There are deviations only in minor affairs. The opposition Civic Democratic Party (ODS) wants to achieve higher salaries by lower taxation, thanks to which people would keep 7 percent more from their salaries.
By contrast, the Social Democrats (CSSD) want to achieve higher salaries by progressive taxation of the middle classes and subsequent redistribution of the money to the poor.
Andrej Babis’ government ANO is offering both options, Pecinka writes.
As a matter of fact, the Czech Republic is facing a dilemma. Either democratic politicians will manage to implement the concept of efficient democracy, or there will be Babis’ authoritarian state.
In the economic sphere, there will be the games of the richest bound to the state or a classical ancient oligarchy. In relation to the judiciary, police and the state attorney’s office, the method of selective justice and frightening of troublesome people will be made, Pecinka writes.

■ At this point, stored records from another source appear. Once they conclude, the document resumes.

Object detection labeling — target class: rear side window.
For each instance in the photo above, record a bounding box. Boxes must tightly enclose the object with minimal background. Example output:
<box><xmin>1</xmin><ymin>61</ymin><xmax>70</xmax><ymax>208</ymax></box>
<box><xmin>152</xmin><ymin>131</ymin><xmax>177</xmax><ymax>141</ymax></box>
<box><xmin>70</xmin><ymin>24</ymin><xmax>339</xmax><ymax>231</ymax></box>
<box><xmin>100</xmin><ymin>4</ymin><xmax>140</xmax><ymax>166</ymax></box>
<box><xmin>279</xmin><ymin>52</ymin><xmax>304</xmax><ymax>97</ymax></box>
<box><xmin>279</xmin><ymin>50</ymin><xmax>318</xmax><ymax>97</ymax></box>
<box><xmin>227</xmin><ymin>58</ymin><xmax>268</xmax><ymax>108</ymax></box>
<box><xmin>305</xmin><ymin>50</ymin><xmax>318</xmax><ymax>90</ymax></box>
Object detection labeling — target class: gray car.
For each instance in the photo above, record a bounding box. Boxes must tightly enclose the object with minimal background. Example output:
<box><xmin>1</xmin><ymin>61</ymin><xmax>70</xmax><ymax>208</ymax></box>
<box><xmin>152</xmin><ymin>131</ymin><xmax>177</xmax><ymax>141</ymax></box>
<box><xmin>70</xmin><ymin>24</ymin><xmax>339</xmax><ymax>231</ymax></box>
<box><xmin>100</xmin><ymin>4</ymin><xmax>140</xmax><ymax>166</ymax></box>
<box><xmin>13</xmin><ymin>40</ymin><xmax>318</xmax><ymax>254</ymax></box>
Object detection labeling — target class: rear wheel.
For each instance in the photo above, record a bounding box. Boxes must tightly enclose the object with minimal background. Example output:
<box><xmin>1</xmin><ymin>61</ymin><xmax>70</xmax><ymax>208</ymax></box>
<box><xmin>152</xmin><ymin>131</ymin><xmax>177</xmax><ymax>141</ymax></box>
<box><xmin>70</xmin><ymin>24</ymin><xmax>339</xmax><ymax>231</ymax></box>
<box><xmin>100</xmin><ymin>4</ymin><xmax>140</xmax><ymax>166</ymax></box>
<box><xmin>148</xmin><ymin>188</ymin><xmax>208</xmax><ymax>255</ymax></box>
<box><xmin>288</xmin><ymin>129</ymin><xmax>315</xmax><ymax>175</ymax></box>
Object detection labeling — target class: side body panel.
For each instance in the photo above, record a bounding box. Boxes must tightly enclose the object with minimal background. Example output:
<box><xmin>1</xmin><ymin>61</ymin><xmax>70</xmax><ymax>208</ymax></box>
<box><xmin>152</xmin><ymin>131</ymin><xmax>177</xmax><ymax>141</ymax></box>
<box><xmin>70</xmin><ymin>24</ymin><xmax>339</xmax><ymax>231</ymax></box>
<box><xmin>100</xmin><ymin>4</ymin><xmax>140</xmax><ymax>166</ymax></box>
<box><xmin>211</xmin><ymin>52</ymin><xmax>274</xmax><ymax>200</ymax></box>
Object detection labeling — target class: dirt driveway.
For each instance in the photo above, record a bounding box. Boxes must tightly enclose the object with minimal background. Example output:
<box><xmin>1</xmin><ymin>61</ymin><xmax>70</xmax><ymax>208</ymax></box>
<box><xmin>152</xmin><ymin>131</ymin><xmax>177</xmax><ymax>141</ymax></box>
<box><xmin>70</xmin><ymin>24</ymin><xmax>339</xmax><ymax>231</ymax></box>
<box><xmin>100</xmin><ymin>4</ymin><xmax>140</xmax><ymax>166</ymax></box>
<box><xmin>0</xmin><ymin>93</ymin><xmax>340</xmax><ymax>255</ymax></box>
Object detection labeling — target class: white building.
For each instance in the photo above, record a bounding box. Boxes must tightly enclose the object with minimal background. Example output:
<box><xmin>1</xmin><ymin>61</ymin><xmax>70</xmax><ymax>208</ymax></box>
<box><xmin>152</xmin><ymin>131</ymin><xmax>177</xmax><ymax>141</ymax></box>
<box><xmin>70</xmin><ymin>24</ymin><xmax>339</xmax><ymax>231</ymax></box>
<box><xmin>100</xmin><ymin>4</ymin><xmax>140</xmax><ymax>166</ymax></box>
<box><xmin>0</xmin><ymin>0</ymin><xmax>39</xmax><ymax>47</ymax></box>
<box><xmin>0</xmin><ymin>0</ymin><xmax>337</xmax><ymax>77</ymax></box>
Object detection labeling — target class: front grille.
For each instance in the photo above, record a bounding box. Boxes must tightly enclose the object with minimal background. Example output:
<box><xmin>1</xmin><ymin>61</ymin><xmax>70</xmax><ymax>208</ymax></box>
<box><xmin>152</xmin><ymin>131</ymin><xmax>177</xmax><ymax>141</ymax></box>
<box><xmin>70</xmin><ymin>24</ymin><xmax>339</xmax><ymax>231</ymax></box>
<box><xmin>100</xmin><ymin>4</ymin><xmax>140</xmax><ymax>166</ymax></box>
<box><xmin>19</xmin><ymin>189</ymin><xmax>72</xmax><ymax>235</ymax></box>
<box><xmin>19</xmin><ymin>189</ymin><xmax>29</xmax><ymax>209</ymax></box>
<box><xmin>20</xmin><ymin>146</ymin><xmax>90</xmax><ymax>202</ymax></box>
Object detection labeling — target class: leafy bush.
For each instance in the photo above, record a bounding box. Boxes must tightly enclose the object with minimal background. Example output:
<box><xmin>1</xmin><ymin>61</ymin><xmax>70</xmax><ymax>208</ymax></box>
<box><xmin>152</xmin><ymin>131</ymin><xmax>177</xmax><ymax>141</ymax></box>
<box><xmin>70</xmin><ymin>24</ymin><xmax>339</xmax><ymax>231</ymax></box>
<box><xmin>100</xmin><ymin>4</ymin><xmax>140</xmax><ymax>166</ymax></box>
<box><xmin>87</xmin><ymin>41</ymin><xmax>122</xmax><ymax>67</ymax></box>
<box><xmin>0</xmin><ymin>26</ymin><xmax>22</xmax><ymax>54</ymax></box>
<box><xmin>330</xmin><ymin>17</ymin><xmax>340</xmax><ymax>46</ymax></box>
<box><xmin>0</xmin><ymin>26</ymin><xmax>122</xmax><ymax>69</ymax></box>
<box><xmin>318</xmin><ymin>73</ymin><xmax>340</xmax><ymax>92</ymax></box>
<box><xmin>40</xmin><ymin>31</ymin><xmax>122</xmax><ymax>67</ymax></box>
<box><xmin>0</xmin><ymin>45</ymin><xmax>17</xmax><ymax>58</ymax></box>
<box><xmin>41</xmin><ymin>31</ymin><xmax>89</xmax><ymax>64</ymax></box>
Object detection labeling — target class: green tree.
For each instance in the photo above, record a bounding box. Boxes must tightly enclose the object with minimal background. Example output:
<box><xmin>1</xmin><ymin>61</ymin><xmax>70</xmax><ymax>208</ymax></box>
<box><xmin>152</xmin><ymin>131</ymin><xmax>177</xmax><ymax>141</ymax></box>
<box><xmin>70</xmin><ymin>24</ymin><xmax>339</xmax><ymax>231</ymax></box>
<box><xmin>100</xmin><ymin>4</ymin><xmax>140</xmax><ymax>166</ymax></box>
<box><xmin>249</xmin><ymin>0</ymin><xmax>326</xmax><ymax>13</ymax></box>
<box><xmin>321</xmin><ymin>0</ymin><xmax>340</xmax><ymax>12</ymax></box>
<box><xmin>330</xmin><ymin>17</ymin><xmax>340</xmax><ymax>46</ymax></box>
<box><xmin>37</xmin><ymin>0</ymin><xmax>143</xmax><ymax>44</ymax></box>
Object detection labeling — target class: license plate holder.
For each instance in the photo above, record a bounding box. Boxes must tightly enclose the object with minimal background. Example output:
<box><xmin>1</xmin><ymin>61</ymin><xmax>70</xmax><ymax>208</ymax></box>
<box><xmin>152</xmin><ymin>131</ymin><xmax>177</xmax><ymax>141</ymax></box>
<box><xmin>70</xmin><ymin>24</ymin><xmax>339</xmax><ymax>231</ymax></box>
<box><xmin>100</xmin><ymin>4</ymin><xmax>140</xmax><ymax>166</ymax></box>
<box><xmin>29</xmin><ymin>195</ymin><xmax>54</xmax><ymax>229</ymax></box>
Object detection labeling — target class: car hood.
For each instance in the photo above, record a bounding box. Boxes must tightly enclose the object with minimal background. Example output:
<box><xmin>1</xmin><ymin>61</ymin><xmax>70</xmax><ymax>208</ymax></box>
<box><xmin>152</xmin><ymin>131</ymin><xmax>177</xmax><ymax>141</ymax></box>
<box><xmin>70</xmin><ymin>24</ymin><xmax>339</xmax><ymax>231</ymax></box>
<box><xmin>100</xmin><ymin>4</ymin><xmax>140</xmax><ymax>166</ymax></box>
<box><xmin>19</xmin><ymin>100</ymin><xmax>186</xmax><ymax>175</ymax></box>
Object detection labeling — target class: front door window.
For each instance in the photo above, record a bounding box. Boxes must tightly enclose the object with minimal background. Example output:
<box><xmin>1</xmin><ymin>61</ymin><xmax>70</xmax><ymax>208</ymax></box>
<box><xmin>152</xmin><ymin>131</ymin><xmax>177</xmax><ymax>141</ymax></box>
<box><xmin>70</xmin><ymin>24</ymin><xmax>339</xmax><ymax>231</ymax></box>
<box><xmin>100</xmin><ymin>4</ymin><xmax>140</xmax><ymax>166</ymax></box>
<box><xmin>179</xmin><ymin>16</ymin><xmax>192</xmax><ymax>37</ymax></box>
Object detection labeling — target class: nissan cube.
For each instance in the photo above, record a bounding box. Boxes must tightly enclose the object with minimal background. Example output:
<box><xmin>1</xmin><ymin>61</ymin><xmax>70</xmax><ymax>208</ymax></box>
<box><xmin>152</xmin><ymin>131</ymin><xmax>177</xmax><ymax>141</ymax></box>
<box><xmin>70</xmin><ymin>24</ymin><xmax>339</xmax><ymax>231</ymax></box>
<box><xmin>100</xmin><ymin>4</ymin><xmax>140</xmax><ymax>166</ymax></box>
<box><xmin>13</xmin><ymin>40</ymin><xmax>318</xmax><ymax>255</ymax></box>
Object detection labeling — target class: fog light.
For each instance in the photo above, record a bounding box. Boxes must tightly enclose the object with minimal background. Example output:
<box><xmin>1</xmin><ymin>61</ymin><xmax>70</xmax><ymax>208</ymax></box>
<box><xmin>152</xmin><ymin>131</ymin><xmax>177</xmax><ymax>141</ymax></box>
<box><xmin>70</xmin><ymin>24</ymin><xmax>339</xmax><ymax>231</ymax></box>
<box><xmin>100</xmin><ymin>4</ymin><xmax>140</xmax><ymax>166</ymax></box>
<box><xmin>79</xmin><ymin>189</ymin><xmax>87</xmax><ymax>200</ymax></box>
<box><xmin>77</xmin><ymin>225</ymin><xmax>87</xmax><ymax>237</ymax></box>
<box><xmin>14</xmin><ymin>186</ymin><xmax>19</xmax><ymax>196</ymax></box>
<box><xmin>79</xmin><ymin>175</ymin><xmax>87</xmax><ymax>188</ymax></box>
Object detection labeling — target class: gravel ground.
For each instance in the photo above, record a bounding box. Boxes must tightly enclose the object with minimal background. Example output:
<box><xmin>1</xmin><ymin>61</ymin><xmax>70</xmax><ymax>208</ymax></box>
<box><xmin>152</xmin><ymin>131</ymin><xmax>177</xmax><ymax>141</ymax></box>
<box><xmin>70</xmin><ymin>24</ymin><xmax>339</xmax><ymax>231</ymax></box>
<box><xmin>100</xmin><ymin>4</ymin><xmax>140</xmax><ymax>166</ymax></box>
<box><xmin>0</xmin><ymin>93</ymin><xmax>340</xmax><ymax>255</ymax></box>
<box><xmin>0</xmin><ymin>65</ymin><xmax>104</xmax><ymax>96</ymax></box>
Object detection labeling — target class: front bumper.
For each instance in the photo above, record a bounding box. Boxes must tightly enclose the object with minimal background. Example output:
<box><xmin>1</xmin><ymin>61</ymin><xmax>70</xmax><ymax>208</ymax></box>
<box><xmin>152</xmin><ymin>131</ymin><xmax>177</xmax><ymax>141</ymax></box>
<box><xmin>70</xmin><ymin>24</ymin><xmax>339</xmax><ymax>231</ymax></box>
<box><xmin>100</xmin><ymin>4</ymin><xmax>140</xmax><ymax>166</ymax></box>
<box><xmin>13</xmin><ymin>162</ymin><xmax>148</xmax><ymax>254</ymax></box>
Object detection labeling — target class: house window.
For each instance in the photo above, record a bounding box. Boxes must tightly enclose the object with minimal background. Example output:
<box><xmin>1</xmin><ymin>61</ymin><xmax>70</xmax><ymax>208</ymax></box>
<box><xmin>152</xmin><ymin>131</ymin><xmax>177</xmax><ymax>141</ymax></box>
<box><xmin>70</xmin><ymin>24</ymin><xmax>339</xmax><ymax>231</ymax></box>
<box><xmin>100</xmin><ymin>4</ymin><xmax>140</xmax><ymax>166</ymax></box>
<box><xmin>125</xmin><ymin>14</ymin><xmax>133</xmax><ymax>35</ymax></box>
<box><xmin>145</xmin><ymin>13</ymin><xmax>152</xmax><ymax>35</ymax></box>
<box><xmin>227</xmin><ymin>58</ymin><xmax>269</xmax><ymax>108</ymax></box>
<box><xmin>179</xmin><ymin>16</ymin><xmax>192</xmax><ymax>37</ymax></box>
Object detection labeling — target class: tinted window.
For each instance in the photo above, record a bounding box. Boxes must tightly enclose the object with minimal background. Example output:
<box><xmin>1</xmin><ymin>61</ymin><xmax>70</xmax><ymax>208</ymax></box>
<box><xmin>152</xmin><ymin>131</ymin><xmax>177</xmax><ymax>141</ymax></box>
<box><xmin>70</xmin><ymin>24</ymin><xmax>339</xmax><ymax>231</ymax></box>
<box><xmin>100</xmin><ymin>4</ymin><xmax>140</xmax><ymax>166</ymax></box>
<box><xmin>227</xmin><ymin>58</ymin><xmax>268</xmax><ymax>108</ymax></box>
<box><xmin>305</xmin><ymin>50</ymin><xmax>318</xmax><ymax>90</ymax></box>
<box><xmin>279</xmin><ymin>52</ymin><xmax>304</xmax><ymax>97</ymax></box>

The state sector will serve to eliminate competition as one can already see in the form of some steps taken by the Financial Administration (FS), he adds, alluding to the FS’s use of property freezing orders, which, as critics say, may have served the needs of Babis.
In the past decades, we could see all of these phenomena. At that time, these were defects of the system, Pecinka writes.
However, a twisted system is being built as a basis of economic and political life today, he adds.
With regard to classical democracy, one can hardly find a better description than that the Czech Republic is undergoing a slow, but inexorable march to hell, Pecinka writes.
Some of those “on top” are looking forward to this because this will ensure a better influx of money from state coffers, he adds.
Some of those “below” are looking forward to having access to special cell phone numbers and e-mail addresses where they will be able to report their neighbours who will be suspicious of being better-off, Pecinka writes.
The worst things in history have occurred when there was a political coalition of business moguls and the mob. This is the best definition of “Babisism” as a system that wants to change the direction of the post-Communist democracy.
In such a situation, the lacklustre election campaign is truly perverted, Pecinka writes.